Reading Recommendations: On Writing that Makes It Up

Okay, I know any writing, even the autobiographical, is a form of making it up. But on the heels of recommending Wonderbook, with all the good advice contained therein, I want to offer a few suggestions for books that actually make no sense, that bend all rules, even the rules of warped internal logic that govern experimental novels or abstract poetry. Here are a few books that you read and think, wait a minute, you can do that? Or, also: how on earth are they doing that? How are they making that work?

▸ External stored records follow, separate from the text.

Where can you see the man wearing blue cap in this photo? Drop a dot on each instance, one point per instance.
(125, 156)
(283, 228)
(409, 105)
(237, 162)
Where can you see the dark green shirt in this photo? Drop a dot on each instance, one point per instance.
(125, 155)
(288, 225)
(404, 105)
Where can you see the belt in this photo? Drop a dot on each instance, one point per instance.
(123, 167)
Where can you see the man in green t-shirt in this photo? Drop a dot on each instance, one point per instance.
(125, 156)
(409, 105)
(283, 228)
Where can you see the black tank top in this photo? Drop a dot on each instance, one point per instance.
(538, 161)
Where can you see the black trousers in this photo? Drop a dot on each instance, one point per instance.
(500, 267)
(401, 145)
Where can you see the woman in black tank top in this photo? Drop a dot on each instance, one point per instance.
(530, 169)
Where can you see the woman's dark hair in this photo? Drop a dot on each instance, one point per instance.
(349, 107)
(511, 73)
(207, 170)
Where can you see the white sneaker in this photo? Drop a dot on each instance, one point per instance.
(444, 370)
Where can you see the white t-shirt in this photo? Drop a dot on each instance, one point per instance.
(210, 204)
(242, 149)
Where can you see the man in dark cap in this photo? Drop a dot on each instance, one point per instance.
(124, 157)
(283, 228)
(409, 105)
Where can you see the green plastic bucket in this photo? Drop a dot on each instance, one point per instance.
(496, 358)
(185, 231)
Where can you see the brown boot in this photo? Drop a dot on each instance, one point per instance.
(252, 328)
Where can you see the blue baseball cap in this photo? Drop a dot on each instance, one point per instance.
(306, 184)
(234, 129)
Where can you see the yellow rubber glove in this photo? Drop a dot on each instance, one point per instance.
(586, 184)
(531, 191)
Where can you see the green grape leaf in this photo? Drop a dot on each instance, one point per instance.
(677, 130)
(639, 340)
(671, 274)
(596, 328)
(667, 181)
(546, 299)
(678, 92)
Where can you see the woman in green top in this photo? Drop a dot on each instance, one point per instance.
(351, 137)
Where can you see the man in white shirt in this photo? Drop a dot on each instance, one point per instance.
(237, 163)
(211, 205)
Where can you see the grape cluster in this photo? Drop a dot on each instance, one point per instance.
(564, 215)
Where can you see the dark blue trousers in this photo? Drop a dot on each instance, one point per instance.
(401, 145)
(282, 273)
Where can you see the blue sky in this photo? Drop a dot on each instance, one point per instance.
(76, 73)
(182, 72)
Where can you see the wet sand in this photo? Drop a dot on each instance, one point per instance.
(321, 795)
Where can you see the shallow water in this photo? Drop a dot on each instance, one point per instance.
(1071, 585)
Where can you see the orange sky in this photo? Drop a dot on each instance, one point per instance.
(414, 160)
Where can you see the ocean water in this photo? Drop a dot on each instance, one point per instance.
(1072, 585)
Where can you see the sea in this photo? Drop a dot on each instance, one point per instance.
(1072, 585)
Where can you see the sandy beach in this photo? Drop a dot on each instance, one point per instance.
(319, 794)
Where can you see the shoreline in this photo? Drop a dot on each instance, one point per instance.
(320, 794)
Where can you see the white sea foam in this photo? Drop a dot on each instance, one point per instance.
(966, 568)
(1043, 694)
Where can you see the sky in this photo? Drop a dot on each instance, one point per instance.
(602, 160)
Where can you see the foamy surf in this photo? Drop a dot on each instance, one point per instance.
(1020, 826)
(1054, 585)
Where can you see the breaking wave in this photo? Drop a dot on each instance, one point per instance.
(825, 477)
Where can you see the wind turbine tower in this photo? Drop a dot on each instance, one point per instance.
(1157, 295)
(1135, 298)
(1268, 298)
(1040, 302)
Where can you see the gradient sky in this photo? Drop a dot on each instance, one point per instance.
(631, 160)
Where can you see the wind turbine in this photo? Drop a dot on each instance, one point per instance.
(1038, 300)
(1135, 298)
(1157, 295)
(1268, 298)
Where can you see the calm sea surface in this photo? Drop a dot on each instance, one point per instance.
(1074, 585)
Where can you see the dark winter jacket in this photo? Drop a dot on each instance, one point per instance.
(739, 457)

Of course, don’t try this at home. Not yet. There’s merit to figuring out some rules before rejecting them. I remember in my own degree a favourite professor telling the class in exasperation that Virginia Woolf was in a fruitful tension with “classic” writers, not rejecting them. That we needed to be mindful of our own defensive postures, as another kind of limitation. That said:

Mr. Fox, by Helen Oyeyemi

Oyeyemi is one of my favourite writers. Born in Nigeria, raised in England, and currently living in Prague, she published her first novel while she was still in her teens (just so the rest of us can feel inadequate). Mr. Fox is a riff on the English folktale of the same name, which is a version of Bluebeard, and terrifying. The book opens with a male novelist who can’t stop killing off his female characters. Then one of them comes to life and comes after him. The book is essentially a series of increasingly bizarre vignettes in which she pursues him through time and place, both of them assuming different names and identities. The book is pattern and game, not plot. There is no plot, just the central problem of the writer and the muse, violence and story, over and over, refracted through both British and Nigerian folklore, realistic fiction, speculative fiction, letters, diaries, scraps of unexplained text. We are hurled through space, caught in a hall of mirrors that keeps breaking to reveal more mirrors. It’s frustrating, beautiful. And done without explanation or apology. She doesn’t need the story to make sense and trusts the reader doesn’t either, that they are just along for the ride, and sometimes the ride is language itself, the pleasure of how words create or destroy. You finish it and don’t know what has happened to you, the way you might feel about a dream.

Reservoir 13, by Jon McGregor

In a small village, a family rents a converted barn for a vacation over the holidays. Mother, father, a girl. The girl takes a walk by herself and doesn’t return. Police are called. The entire community searches and there is no sign of the girl, just accounts of sightings. Dragging the river, calling in dogs, nothing. You read the premise and think: yes, this is familiar. Then you keep reading.

The girl is never found. We never discover what happened to her. Instead, we follow, in chapters, the next thirteen years (her age) of life in the village, which is briefly defined by the tragedy and then, of course, time goes on. Other children are born, other people die, the seasons alter, farmers worry about money, the minister sees the congregation dwindle, young people make plans to leave, their parents have affairs, marriages end. Sometimes someone thinks of the missing girl, but only in passing. The thing that makes this novel unlike anything I’ve ever read is that point of view shifts constantly. Shifting point of view is a form in itself, and one I love, but I don’t mean a section in one voice, giving way to another in the following section. We leap between characters without pause, shifting within a single paragraph and sometimes within a single sentence. Even the foxes and birds and dogs are characters, and we drop into their heads too, fleetingly, before drifting away again. But by the end of the novel, all the stories, we realize, have come to a new place. Each voice is complete. It’s an astonishing achievement and it breaks all the rules. We shouldn’t be able to follow, and it shouldn’t cohere. Yet we do, and it does.